Sustainable housing has been on the minds of many East Coast residents in the wake of Hurricane Sandy. A number of the storm's survivors remain displaced or homeless in the face of the impending winter, and so the need for progressive shelter designs has become an ever-pressing dilemma.
Wouter Kalis and Corinne de Korver are two Dutch designers who have long been aware of this looming dilemma and the overall importance of sustainable accommodations throughout the world. Based in Amsterdam, the duo are dedicated to socially-conscious designs that incorporate simple and often recyclable elements, such as their most recent piece, "Social Unit." Devised as a solution for aid organizations in Holland, the cupboard bed space is part sleeping compartment, part storage space that fits the basic sustainability criteria: they are compact, inexpensive, durable and east to maintain. The Social Units are produced entirely from consumer plastic waste such as bottle caps and beer crates, manufactured using woodworking techniques no more complicated that sawing, drilling or cutting.
The innovative dwellings were recently recognized by One Hundred Days, an international juried art competition launched by Contaminate NYC. Challenging artists to adhere to the design principles of sustainability, the organization recently showcased Kalis and de Korver's Social Units at the Cappelini Showroom in New York City. In the run-up to the exhibit, we had the chance to chat with the Dutch duo over email, who filled us in on the inspiration behind their creation and their plans for future design programs in the US.
HP: How did the idea for the Social-Unit come about? Were you inspired by a specific phenomenon in Holland?
Wouter Kalis and Corinne De Korver: By accident, we learnt about the conditions of homeless shelters in Amsterdam. Although shelters offer people a single room in the Netherlands, the rooms often are full of broken, chaotic interiors with not enough storage space for all personal belongings people carry around. So, we decided that to fit the mission to help people to find their way back into society, an interior should also be inviting and with positive signals.
We talked to the staff of Salvation Army and they told us furniture should be easy to clean and as they call it 'gorilla proof', really strong. We found this recycled consumer waste plastic, made of bottle caps and beer crates, and that triggered it. We decided we wanted to make a design that was functional, durable and green. We created a modern version of the historical Dutch 'cupboard bed', that was traditionally built into a wall to preserve warmth and have some privacy in large families. And with a psychological side effect: it should make people feel secure and comfortable, give them their own private space. Even though the rooms are for one person, still the effects were clearly noticable from the pilot we did with Salvation Army Amsterdam.
HP: Your design is functionally innovative, yet at the same time you've created an aesthetically pleasing finished product? How did you balance the two concepts -- functionality and aesthetic?

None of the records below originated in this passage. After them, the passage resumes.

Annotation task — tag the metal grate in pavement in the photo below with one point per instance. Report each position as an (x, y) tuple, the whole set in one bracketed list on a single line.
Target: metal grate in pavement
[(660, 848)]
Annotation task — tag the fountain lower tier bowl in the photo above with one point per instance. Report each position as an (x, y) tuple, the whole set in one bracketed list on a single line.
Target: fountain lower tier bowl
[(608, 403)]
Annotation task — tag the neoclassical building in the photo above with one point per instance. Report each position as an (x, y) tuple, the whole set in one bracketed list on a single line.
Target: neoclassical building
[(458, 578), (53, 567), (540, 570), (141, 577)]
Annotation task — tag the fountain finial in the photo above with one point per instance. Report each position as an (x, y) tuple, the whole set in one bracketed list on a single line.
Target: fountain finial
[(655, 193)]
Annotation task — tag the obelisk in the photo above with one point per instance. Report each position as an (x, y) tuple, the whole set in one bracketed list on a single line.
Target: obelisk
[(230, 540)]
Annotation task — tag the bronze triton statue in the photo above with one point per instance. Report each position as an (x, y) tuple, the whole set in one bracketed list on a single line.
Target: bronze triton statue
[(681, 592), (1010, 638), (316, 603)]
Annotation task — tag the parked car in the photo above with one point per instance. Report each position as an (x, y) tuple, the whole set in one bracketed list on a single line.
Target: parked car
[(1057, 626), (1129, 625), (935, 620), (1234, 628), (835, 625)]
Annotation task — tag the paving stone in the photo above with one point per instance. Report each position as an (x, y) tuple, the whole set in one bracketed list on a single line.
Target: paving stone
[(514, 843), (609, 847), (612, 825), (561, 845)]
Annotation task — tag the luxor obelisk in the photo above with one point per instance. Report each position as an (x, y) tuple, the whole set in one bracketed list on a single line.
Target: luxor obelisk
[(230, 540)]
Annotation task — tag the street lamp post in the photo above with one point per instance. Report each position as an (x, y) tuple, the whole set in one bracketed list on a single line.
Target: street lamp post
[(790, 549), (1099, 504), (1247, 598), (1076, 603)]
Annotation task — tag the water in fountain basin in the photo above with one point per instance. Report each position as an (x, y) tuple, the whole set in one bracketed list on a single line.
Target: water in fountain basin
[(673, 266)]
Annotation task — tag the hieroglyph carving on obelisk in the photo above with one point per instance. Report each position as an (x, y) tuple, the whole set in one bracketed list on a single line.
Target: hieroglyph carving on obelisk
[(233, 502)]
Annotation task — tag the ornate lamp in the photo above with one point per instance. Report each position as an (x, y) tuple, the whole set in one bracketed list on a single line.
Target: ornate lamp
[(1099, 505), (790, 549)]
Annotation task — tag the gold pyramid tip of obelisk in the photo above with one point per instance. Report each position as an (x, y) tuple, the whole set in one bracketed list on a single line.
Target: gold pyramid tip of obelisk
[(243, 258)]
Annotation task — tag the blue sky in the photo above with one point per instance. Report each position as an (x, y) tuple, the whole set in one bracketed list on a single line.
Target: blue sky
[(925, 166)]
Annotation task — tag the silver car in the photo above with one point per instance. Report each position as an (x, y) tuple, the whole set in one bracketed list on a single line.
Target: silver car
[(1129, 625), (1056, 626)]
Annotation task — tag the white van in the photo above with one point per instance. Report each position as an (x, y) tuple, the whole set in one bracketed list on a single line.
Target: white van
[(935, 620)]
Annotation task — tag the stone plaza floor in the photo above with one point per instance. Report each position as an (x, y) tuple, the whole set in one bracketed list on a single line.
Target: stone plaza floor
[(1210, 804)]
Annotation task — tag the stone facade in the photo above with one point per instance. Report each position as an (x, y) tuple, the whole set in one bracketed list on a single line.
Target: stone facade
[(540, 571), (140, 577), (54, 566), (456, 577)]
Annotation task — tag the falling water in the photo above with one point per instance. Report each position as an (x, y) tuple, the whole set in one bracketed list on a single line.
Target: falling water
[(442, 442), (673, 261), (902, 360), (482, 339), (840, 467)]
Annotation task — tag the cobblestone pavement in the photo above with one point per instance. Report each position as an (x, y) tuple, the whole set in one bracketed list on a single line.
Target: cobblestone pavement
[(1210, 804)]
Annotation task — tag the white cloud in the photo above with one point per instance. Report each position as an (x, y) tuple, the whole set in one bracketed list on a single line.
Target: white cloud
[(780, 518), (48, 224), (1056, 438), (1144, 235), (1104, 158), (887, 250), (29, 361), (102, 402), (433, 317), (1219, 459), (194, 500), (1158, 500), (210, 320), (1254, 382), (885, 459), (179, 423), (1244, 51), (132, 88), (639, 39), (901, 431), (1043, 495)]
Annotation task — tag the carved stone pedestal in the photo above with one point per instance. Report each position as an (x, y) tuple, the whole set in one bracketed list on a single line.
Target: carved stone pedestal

WK and CDK: We design solutions for problems or improvements on situations, using recycled materials and a social component in our production. Meaning we involve people with a distance to the labour market in our projects. Either homeless people, people with a mental or physical handicap or ex convicts for example. For us functionality and aesthetics are equally important. We don't just design for beauty even though we feel obliged to design as aesthetically responsible as possible. We find beauty in simplicity and function as well as in aesthetics. Design and beauty are inextricably linked.
HP: Did you draw inspiration from any architects or designers in particular who you feel have treated this balance in an effective way?
WK and CDK: We are very much inspired by artists, architects and designers such as Mies van der Rohe, Tadao Ando and Piet Mondriaan. In general, Japanese design, combining function and esthetics in a poetic way, is very inspiring to us. Less is more, we try to minimize as a concept.
HP: Where do you see the Social-Unit functioning best? Is there a specific urban area in which you could really see this idea taking off?
WK and CDK: The funny thing is, we are designing for opposite markets and although it may sound strange, it works for us somehow. We have the Salvation Army as our client, and at the same time we were invited by a London design gallery to produce a luxury double version of our bed, according to the same principles. We are looking into college dorms, design hotels, shelters and high end design consumers all at the same time. And now that we won this competition with the show in New York, at the Cappellini showroom, we already had a lot of people telling us that we could also use a similar design to service to governments for disasters such as Sandy.
HP: Do you have plans for creating more units like these? Or is there another project on the horizon?
WK and CDK: We have a lot of different ideas on the shelf. For us, we find it a great challenge to make designs that solve problems, using consumer waste plastics and having them produced in workshops by people with a distance to the labor market. Right now, we are making the units in the Netherlands and starting production in the UK, but we would love to operate more internationally. Maybe designing smaller products that solve different problems. For instance we would love to start a social work program here in the US. The plastic material is available everywhere in the world and so are people in need of a job in a social/sheltered setting.